Organism design company Ginkgo Bioworks has raised $9 million in a Series A round of funding.
Venture capital firms Felicis Ventures, OS Fund, Data Collective, iGlobe Partners and Vast Ventures all committed to the round, according to a press release.
The company engineers microbes to produce cultured ingredients such as flavours, fragrances, cosmetics and nutritional ingredients and is part of a growing movement to replace artificially produced products with organic matter. The investment follows the acquisition of VC-backed Allylix by Swiss ingredients company Evolva for $59 million last year.

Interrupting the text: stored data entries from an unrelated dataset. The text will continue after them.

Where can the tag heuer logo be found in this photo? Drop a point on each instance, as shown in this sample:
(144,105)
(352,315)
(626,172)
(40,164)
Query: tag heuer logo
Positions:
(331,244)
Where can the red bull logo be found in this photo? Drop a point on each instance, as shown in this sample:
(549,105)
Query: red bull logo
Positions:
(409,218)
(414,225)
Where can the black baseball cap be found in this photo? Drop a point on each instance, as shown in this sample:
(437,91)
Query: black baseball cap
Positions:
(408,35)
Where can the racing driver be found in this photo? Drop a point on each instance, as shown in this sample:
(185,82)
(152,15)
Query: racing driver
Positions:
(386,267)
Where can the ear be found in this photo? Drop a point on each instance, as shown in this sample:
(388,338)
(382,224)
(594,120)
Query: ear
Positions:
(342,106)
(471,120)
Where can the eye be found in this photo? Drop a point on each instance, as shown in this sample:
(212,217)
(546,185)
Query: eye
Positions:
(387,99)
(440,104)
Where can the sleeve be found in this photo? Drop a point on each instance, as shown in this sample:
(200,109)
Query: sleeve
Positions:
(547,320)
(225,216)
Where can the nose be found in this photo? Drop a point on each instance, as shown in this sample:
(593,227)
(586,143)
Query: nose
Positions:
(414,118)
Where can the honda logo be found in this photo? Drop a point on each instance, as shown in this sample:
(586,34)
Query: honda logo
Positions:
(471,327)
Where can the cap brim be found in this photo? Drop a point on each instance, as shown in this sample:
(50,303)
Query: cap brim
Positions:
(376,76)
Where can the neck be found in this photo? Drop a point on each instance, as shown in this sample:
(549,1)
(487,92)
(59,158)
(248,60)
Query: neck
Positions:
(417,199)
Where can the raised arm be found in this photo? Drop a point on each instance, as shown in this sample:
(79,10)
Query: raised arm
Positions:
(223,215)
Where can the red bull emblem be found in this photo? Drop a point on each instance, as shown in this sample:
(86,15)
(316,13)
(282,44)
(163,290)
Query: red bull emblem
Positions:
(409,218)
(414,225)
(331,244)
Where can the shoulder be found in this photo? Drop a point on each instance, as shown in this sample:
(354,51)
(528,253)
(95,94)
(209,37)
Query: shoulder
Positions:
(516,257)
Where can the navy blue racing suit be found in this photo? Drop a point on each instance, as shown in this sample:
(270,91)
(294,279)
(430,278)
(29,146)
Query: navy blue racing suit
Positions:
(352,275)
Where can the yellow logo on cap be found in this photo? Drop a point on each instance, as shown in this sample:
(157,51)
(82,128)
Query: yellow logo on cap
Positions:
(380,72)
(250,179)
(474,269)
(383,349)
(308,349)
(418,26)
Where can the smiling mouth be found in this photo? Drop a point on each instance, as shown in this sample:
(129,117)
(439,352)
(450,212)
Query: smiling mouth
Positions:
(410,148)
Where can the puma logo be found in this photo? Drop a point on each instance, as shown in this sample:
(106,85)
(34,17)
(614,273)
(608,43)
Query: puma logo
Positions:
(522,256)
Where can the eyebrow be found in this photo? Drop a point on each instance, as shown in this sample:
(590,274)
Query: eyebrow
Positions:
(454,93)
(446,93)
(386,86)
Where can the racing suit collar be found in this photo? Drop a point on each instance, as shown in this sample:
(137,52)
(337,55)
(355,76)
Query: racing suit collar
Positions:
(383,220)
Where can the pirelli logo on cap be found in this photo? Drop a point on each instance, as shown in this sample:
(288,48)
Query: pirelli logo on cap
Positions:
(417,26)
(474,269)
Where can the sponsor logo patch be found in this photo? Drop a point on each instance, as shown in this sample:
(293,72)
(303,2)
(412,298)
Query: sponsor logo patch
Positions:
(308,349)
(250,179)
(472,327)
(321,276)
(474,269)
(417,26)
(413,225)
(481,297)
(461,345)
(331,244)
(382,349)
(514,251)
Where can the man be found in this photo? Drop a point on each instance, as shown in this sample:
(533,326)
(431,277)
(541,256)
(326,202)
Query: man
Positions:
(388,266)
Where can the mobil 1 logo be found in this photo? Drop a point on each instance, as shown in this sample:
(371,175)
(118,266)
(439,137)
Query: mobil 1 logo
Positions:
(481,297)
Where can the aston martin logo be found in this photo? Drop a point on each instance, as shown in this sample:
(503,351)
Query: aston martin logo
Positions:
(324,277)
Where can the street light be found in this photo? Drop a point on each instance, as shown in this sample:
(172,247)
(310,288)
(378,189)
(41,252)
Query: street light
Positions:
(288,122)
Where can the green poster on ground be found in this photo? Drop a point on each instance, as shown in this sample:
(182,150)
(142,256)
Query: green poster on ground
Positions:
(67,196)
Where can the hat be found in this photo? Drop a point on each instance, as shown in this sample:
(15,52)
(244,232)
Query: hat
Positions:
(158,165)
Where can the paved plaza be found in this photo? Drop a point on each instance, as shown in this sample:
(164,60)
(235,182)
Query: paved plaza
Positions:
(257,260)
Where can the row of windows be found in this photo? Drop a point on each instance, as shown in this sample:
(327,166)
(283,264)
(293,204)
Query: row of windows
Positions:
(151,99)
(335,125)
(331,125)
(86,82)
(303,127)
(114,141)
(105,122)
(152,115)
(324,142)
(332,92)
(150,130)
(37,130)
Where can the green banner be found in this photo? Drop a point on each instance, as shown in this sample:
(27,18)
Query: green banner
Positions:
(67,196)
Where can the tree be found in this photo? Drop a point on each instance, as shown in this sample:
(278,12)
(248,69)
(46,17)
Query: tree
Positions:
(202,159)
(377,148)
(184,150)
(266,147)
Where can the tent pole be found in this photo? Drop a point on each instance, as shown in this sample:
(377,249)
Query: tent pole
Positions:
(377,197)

Allylix produces flavours and fragrance from yeast fermentation.
Other similar technologies include MycoTechnology, which uses fungi to improve food’s nutritional value without sacrificing on taste.
Ginkgo was the first biotech start-up to come out of Y Combinator’s accelerator programme and it was part of the incubator’s summer 2014 class.
But Ginkgo is not just a biotech play; the company has just launched an automated organism engineering foundry, Bioworks1, which uses robotics and advanced software to make the process of engineering organisms scalable.
The company has also secured 20 organism design contracts and counts Fortune 500 companies among its client base, according to a press release.
“Biology will be one of the most defining and revolutionary technologies of the coming decades and will reinvent multiple industries from healthcare to energy,” said Bryan Johnson, founder of OS Fund, one of the investors. “Ginkgo Bioworks has a world-class team of engineers building the tools and infrastructure that will allow us to use biology to address global challenges for generations to come.”
Ginkgo Bioworks was founded in 2008 by Tom Knight, a renowned computer scientist and the “godfather” of synthetic biology, according to the press release. He was joined with MIT graduates Jason Kelly, Reshma Shetty, Barry Canton and Austin Che.